Gen Z and Millennials make up a large part of this trend, but they are not alone. Americans have spent decades accumulating stuff, but experiences are now winning the battle for disposable income. VICI Properties (VICI) is one of the REITs profiting from this trend.

The company owns property leased by 54 casino destinations (including some of the Vegas strip), championship golf courses, bowling alleys, and Great Wolf Lodge locations. It was one of the few companies that can tout 100% rent collection in 2020. Even at the height of the pandemic, its tenants didn’t want to risk their prime locations.

VICI currently yields 5.2% and continues to find innovative partnerships in the experiential industry.

  • Extra Space Is Not a Problem

Americans have too much stuff. In both good and bad economic times, people use self-storage as a solution for having more stuff than space. CubeSmart (CUBE) and Public Storage (PSA) are in fact REITs that pay 5% and 4.2% yields, respectively.

I’ve liked both companies for several years, but my official recommendation is any of the Public Storage preferred stock offerings.

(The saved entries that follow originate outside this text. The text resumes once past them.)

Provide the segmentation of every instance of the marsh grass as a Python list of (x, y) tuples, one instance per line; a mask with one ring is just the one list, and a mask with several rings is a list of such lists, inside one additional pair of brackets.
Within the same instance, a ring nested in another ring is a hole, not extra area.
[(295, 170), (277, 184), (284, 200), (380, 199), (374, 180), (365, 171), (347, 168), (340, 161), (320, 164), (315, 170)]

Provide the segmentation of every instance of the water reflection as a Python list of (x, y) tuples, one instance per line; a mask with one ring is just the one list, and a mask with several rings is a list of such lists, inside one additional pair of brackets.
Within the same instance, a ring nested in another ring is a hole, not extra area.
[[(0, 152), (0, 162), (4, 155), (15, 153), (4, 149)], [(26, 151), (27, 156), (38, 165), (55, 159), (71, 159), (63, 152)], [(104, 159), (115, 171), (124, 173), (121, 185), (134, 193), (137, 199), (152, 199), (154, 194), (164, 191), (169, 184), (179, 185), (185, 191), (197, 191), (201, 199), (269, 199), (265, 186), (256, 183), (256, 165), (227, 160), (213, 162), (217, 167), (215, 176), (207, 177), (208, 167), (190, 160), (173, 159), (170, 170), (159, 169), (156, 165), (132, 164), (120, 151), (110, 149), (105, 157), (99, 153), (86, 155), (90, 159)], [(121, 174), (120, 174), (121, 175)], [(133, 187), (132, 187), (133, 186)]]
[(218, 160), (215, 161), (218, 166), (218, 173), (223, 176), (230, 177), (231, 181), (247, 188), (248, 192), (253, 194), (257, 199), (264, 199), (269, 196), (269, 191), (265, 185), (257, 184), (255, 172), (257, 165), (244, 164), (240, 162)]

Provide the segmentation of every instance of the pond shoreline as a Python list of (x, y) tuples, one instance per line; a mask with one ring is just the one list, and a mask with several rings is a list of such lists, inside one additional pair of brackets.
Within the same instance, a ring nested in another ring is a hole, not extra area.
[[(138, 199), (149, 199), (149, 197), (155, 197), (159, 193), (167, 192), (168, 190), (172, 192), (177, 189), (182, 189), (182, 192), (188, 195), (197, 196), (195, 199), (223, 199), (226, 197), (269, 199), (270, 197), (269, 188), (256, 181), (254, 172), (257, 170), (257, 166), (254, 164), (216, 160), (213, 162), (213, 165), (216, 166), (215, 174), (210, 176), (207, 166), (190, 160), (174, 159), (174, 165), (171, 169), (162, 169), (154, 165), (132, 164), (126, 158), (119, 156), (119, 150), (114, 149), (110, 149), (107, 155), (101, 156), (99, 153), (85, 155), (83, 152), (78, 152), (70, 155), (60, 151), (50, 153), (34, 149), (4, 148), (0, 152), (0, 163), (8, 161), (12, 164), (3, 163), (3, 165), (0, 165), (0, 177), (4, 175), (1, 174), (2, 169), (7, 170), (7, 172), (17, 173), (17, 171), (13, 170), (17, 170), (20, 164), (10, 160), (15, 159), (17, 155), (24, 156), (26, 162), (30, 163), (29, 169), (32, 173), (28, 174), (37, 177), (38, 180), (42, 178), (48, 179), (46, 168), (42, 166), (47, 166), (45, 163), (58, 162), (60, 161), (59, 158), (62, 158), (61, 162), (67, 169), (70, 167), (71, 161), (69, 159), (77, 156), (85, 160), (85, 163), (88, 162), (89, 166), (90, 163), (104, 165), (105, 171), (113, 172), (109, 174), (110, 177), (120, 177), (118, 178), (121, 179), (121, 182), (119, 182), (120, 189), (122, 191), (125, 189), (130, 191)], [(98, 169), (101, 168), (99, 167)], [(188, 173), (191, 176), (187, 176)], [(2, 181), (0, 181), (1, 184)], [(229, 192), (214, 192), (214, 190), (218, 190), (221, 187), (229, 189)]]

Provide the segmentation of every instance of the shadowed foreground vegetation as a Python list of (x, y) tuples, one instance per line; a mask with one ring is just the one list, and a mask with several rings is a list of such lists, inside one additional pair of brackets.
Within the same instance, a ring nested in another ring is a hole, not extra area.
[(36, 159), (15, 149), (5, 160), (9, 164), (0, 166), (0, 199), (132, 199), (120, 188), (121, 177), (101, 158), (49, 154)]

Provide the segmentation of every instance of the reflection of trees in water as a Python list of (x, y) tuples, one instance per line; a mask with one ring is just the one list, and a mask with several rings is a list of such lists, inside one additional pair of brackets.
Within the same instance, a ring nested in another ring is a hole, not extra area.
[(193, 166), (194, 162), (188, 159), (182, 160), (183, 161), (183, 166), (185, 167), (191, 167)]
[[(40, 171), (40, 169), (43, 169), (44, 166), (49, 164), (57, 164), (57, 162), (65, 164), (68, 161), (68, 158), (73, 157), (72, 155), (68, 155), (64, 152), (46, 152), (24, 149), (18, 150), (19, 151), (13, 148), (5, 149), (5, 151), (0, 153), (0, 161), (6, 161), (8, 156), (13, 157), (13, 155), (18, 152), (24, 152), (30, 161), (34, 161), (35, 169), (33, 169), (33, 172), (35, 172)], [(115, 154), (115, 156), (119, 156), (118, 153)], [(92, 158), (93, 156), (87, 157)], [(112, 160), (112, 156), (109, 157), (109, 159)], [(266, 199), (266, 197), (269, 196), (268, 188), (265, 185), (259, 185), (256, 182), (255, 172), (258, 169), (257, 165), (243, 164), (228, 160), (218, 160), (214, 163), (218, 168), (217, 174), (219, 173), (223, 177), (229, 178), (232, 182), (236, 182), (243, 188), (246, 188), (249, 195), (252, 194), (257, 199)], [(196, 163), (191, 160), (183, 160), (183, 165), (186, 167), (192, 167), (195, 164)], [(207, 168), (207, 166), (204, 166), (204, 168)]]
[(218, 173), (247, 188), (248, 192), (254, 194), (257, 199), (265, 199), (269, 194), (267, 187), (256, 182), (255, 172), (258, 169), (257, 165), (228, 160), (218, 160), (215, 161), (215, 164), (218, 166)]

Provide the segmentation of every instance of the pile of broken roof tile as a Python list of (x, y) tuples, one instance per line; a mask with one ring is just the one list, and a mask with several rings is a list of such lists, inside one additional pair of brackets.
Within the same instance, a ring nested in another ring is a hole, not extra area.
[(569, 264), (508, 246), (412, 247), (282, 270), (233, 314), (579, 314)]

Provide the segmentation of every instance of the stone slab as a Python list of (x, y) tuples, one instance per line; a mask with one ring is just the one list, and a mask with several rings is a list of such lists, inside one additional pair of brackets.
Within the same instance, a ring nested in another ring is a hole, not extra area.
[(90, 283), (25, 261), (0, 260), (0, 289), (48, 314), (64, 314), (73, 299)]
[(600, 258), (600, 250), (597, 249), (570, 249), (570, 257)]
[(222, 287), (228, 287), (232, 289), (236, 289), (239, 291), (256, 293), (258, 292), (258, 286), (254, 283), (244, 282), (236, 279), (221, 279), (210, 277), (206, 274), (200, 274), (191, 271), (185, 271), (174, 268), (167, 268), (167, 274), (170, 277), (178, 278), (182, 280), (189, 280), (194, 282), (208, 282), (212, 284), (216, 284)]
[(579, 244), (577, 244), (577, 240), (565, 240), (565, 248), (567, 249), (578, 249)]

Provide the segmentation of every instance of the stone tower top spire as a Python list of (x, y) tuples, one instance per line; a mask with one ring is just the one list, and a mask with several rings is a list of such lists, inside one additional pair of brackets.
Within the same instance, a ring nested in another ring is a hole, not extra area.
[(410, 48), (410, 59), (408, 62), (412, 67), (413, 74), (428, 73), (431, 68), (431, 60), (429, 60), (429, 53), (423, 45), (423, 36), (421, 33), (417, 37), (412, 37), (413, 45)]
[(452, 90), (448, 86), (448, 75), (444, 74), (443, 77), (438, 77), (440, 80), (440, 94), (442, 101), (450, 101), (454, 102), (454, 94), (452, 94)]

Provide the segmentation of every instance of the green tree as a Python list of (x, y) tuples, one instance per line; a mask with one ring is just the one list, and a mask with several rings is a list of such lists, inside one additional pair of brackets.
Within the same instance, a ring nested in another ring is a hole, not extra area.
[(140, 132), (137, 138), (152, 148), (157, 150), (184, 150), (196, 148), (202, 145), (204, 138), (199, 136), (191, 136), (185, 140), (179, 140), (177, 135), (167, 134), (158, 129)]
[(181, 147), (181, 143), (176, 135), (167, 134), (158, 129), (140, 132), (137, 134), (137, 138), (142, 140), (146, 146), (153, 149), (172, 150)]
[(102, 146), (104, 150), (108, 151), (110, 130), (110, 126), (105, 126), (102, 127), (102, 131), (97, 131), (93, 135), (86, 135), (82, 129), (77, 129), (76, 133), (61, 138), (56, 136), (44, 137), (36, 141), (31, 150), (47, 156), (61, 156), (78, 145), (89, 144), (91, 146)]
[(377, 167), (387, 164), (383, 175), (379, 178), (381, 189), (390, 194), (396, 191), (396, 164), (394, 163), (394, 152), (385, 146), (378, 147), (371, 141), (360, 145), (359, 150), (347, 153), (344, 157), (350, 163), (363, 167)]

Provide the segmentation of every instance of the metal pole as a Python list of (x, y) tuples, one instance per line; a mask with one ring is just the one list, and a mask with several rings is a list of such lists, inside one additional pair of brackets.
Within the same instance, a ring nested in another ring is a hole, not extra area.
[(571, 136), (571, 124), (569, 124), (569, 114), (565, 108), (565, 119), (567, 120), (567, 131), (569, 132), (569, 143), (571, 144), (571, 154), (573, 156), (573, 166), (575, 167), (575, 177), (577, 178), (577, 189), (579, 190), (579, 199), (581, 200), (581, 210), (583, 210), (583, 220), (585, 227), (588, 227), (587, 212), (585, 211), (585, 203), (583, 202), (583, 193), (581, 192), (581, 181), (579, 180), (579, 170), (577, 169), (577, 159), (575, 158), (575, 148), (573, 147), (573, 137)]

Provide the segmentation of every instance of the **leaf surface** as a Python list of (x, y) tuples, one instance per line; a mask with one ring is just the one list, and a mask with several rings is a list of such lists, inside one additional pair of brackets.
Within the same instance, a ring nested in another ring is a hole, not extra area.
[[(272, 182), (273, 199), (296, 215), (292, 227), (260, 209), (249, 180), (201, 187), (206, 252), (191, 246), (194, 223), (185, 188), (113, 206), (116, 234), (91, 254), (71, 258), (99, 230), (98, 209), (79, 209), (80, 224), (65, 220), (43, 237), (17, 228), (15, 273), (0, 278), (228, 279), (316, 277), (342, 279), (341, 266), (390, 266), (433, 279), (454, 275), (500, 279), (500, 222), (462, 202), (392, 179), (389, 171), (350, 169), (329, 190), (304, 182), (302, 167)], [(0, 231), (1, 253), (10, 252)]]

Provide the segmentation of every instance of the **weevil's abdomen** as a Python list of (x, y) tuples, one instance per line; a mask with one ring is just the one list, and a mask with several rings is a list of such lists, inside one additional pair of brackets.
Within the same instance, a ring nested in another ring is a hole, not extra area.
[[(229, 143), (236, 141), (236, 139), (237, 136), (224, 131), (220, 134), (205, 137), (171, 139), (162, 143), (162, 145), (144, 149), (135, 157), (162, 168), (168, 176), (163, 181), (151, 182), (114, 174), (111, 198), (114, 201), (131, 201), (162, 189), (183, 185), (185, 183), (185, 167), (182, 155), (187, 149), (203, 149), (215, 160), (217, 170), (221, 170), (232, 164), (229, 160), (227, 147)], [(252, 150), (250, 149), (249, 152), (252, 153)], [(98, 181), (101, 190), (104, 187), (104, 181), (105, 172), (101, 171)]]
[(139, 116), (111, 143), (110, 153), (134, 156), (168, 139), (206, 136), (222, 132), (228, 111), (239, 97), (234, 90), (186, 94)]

  • Logstics Make the World Go Round

From ships to trucks to trains, all the stuff we consume needs to be packed, stored, and sorted. This happens at warehouses and logistics properties all over the country. I’m incredibly bullish on industrial REITs right now, and that includes manufacturing properties as well.

My favorite is STAG Industrial (STAG) which owns 597 buildings across 41 states. It currently yields 4.1% and pays monthly instead of quarterly dividends.

Even if you don’t agree with my favorites, you 100% should have some real estate exposure in your portfolio, and REITs are the best way to lock in income.